# Samurai Warrior Guy



## Ethevion (Jan 19, 2013)

Here's my latest practice drawing using my tablet, my samurai warrior guy. I tried to make him look like he's in a fighting stance, but he looks very constipated lol.


----------



## Wolvenreign (Jan 19, 2013)

"I will slay thee yet, poop demon! Taste the wrath of my blade, Miralax!"

Jokes aside, it's good.


----------



## Ethevion (Jan 30, 2013)

Wolvenreign said:


> "I will slay thee yet, poop demon! Taste the wrath of my blade, Miralax!"
> 
> Jokes aside, it's good.


Unfortunately, the demon is waaay up there and is therefore indestructible.

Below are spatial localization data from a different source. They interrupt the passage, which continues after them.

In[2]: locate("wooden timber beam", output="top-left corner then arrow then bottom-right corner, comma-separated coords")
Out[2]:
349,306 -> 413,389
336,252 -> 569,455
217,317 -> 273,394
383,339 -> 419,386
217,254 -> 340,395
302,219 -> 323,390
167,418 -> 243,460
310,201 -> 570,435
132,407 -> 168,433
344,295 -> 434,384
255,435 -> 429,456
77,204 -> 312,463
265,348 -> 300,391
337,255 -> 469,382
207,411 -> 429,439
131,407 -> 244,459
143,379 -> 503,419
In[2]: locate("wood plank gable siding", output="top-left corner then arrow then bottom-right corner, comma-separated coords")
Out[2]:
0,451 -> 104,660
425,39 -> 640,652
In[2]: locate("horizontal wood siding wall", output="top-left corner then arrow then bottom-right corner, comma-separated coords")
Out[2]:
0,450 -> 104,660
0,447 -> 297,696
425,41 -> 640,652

XD


----------



## Deleted member 318366 (Jan 30, 2013)

David Says: This is good! And yet funny in a good way lol. XD


----------



## BORTZ (Jan 30, 2013)

That is InuYasha with a set of tiger claws... looks good though


----------



## Ethevion (Jan 31, 2013)

dj4uk6cjm said:


> David Says: This is good! And yet funny in a good way lol. XD


Thanks! 


BortzANATOR said:


> That is InuYasha with a set of tiger claws... looks good though


I realized that after I finished it. It was then I also realized he looks very constipated lol.


----------



## Its_just_Lou (Jan 31, 2013)

BortzANATOR said:


> That is InuYasha with a set of tiger claws... looks good though


 
This is the first thing I thought of, as well...

Looking nice, Sagat.


----------